Salmon, P. (2005), "The Economics of Public Choice", International Journal of Social Economics, Vol. 32 No. 7, pp. 648-649. https://doi.org/10.1108/03068290510601162

Publisher

:

Emerald Group Publishing Limited

Copyright © 2005, Emerald Group Publishing Limited


In spite of the title, this is definitely not a textbook. The observation implies no criticism – except perhaps regarding the title, which may mislead buyers into thinking that they are offered a textbook when they are not. In fact, it can be argued as a general proposition that no true textbook on public choice is currently available and, again, this should not be deplored. Not only because, in social sciences, textbooks are often harmful, conveying a deceptive impression of consensus and certainty, but, more specifically here, because public choice is not a circumscribable domain of the kind that a textbook may claim to cover. It is at most a dimension or, to use McNutt's apt characterisation, a perspective. A consideration of politics, framed in a way congenial to economic analysis, can be introduced in most if not all areas of economics, while economists may indulge also, with the help of their own tools, in the analysis of political phenomena as a main subject. Nothing more specific should be said, more precise definitions being likely to prove unsustainable. There is something to say for the methodological recommendation that the discussion should remain strictly positive (i.e. non‐normative), but if this recommendation became definitional it would leave out of public choice major, and even founding, contributions. Rationality is a widely‐used assumption in public choice, but it should not become a compelling requirement, if only because insistence on it could well appear obsolete in the light of the promising work underway in psychological economics.

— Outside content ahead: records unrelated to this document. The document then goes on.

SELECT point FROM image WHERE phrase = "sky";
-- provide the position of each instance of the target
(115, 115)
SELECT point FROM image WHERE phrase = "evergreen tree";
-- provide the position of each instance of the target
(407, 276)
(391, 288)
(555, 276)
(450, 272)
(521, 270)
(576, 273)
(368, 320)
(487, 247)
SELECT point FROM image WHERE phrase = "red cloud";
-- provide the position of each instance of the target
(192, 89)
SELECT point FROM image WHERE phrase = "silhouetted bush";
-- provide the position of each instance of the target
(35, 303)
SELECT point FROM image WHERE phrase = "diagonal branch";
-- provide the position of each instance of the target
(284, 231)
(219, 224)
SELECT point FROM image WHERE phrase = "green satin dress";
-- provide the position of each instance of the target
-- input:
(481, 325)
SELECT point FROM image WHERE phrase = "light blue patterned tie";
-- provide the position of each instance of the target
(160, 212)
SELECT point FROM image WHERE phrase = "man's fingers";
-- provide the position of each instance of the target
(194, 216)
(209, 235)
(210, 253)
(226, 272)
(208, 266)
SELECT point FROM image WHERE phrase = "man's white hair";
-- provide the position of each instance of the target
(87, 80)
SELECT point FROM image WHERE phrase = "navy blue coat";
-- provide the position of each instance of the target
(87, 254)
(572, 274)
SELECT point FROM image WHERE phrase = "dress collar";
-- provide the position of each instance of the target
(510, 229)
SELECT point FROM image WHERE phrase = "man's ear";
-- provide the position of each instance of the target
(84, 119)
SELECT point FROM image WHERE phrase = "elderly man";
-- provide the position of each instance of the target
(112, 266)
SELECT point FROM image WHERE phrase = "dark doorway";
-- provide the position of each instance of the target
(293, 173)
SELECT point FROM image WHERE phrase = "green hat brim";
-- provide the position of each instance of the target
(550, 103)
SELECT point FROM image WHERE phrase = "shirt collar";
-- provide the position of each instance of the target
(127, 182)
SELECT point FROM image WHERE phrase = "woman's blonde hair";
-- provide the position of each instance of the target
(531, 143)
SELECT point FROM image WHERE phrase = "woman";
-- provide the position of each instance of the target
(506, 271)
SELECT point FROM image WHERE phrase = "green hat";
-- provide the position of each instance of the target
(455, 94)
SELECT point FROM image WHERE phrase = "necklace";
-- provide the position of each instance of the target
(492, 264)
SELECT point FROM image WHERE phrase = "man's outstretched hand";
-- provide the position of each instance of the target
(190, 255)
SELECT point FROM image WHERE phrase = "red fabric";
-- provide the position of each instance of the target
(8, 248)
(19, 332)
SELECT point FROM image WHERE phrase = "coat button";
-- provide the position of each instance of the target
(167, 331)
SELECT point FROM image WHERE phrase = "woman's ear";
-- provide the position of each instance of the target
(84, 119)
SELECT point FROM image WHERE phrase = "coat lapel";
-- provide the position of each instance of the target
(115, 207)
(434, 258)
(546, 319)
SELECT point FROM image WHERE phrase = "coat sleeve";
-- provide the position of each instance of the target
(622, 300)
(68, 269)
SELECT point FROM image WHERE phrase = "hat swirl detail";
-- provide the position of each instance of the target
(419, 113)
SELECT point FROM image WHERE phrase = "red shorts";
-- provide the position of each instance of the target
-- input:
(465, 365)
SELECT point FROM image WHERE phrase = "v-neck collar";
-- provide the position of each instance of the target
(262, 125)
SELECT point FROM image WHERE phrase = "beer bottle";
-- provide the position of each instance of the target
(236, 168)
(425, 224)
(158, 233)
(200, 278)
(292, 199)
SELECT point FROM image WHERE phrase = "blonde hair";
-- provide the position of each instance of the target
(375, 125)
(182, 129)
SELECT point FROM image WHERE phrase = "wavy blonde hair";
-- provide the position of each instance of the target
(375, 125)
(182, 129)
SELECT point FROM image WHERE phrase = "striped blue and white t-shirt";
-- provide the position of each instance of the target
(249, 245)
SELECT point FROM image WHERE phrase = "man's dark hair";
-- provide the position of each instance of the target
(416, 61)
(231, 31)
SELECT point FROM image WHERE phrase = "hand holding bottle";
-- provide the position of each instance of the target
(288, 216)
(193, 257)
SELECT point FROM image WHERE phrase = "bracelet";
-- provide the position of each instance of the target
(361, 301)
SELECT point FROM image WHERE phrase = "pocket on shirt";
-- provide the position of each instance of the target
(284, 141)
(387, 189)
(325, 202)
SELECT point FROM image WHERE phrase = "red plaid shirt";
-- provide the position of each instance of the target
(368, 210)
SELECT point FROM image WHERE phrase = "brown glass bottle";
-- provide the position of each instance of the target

McNutt is not unduly concerned with disciplinary frontiers. He has an extended conception of the material that can be included in public choice. This attitude is reflected in the book to an increased degree in the second edition, in which two of the new chapters deal with fairness and with legal barriers to the entry of business firms, whereas the other two speculate on the evolution and interaction of capitalism and democracy in a worldwide context. These chapters, as well as several of those already included in the first edition, are made up of discussions of a very specific and personal or idiosyncratic kind. In fact, this is a general feature of the book. It is also present in the survey‐like chapters that deal with classical aspects of public choice such as voting, bureaucratic behaviour, rent‐seeking, and local government. Even there, the treatment tends to be unusual because it is full of personal interpretations and because it mixes, in a close way, pieces of the public choice perspective and more traditional elements of welfare economics and normative public finance (plus, as an additional ingredient – typically cumbersome mathematics).

The main merit of this curious book, pleasantly free of any consistent ideological or methodological bias, is that it reflects a remarkable lack of inhibition about offering unorthodox interpretations of the existing literature and personal insights on a variety of issues, some of these interpretations and insights, depending on the reader's priors, being quite interesting or stimulating. However, exclusive reliance on the book would be unwise. It does have a place in the library and, in a spirit of serendipity, it is largely worth reading, but only together with books of a more usual format, not as a substitute.